Everything marketers knew, thought they knew or predicted about 2020 was wrong. Who could have predicted a pandemic?

Despite the disruption, food retailers have seen their sales, both offline and online, soar, reversing a long-term trend, according to the Food Marketing Institute’s 2020 U.S. Grocery Shopper Trends reporti released in June.

Restaurants and others in the food service sector had been grabbing a bigger and bigger share of food spending dollars since the 1990s, finally eclipsing stores’ share in 2018. But that trend slammed to a stop in March when restaurants were forced to close or go to takeout-only.

Food retailers benefited.

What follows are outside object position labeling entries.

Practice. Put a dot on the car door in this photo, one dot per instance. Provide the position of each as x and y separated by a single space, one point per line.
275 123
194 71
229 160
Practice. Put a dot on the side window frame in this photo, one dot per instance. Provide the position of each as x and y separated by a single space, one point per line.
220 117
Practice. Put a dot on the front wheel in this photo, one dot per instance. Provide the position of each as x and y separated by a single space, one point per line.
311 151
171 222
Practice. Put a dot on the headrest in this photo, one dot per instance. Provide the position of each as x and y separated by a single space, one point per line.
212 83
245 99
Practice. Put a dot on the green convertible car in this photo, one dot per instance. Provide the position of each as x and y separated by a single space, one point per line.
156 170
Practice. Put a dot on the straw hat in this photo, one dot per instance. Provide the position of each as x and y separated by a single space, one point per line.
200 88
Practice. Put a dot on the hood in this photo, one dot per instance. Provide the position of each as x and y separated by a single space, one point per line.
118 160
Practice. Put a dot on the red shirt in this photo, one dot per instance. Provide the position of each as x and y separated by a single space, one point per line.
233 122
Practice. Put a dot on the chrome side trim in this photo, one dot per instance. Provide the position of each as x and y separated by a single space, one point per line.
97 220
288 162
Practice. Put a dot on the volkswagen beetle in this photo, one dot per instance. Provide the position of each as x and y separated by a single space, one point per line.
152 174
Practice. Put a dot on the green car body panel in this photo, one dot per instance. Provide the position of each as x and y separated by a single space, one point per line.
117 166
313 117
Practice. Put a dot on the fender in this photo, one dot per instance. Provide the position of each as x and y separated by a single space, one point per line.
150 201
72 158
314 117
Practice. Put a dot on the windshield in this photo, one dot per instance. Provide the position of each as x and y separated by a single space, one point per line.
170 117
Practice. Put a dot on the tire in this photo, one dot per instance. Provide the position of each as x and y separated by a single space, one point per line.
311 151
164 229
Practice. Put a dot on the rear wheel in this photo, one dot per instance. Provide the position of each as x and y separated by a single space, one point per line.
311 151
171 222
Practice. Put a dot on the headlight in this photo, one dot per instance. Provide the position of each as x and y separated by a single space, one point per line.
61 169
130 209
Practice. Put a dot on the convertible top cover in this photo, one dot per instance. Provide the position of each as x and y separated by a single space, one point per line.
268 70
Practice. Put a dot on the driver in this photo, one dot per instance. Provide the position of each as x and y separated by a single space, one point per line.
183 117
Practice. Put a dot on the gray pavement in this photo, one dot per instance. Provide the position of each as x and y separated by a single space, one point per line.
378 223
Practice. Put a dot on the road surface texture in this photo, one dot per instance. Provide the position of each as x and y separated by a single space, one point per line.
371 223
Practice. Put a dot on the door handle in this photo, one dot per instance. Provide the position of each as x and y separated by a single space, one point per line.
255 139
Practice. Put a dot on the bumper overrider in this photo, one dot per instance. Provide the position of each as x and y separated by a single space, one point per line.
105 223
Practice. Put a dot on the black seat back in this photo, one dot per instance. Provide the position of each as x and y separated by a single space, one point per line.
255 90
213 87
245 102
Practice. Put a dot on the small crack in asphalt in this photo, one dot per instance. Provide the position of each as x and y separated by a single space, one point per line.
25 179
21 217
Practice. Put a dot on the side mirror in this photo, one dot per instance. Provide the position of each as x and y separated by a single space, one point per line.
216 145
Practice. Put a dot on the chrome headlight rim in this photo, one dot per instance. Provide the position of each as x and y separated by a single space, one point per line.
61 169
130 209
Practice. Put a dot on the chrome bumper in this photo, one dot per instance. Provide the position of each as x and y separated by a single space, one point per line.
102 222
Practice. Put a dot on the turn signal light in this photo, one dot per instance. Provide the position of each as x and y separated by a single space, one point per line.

In March, retailers’ monthly revenue jumped by more than 25% compared to February, the FMI study reported. By April, their share of food spending climbed to 68%, collapsing more than eight years of dollar growth into a few chaotic weeks.

Higher sales, not budgets

But higher sales have not necessarily meant bigger supermarket advertising budgets. With no certainty about whether these shopping patterns will continue, food retailers remain cautious. For one thing, consumers have economic concerns that could impact shopping budgets.

“FMI’s study found that 20% of shoppers aren’t sure if they will have enough money to pay for food, and half are extremely concerned (25%) or somewhat concerned (25%) about having enough food for their household,” Supermarket News reported.ii

A marketing opportunity and necessity

Other factors at play include how safe consumers feel returning to restaurants as they gradually reopen, how much discretionary income they have and whether supermarkets can step into the restaurant’s void with their own product offerings, FMI maintained.

This makes how food retailers communicate with shoppers more important than ever, placing an extra burden on often limited budgets. To stay competitive, supermarkets must advertise, using the best possible media mix. Even for those being outspent, there are creative ways to stretch supermarket advertising dollars.

Follow the data to develop a solid top & bottom funnel strategy.

Take a close look at customer data, competitive spend and market demographics—market by market. We are nearing a point where grocers will have to start competing with each other for market share (current share gains have primarily come from restaurants.) Grocers who have an integrated mix supported with customer data will be best positioned to maintain the “share of voice” needed to maintain and gain share. In practice that means a strong top-funnel mass media mix for awareness paired with good customer data to refine and personalize bottom of funnel marketing to increase conversions.

Go somewhere new.

Because of its reach, broadcast should never be off the table. It’s becoming a much needed top-funnel channel. Streaming via connected TV and audio gives marketers many more delivery options to tell their story effectively and economically. Cable systems also offer affordable sub-market DMA buys There are almost always niche buys or specialize promotions that can have a big impact. These will reinforce behavioral changes by customers who became become more frequent grocery store shoppers during the pandemic vs. having them revert to patronizing restaurants. It’s important to own your neighborhood, against all the competition.

Test frequently & adjust spend.

Frequent small, focused tests help supermarkets adjust advertising spend throughout the year. Use measurement tools tailored to your situation to find out what’s working and what isn’t so that dollars spent create the biggest effect. These small adjustments deliver results that stack up to a big impact on performance. The more often you learn new things, the quicker you can take action to improve your marketing spend and stretch dollars. Lots of little opportunities to do better add up.

Smaller supermarket advertising budgets don’t have to mean lost opportunities. And in this period of extreme disruption, no one can afford to miss an opportunity to grow sales and market share. Small budgets, managed at a super local level, can be very effective from a performance and learning perspective.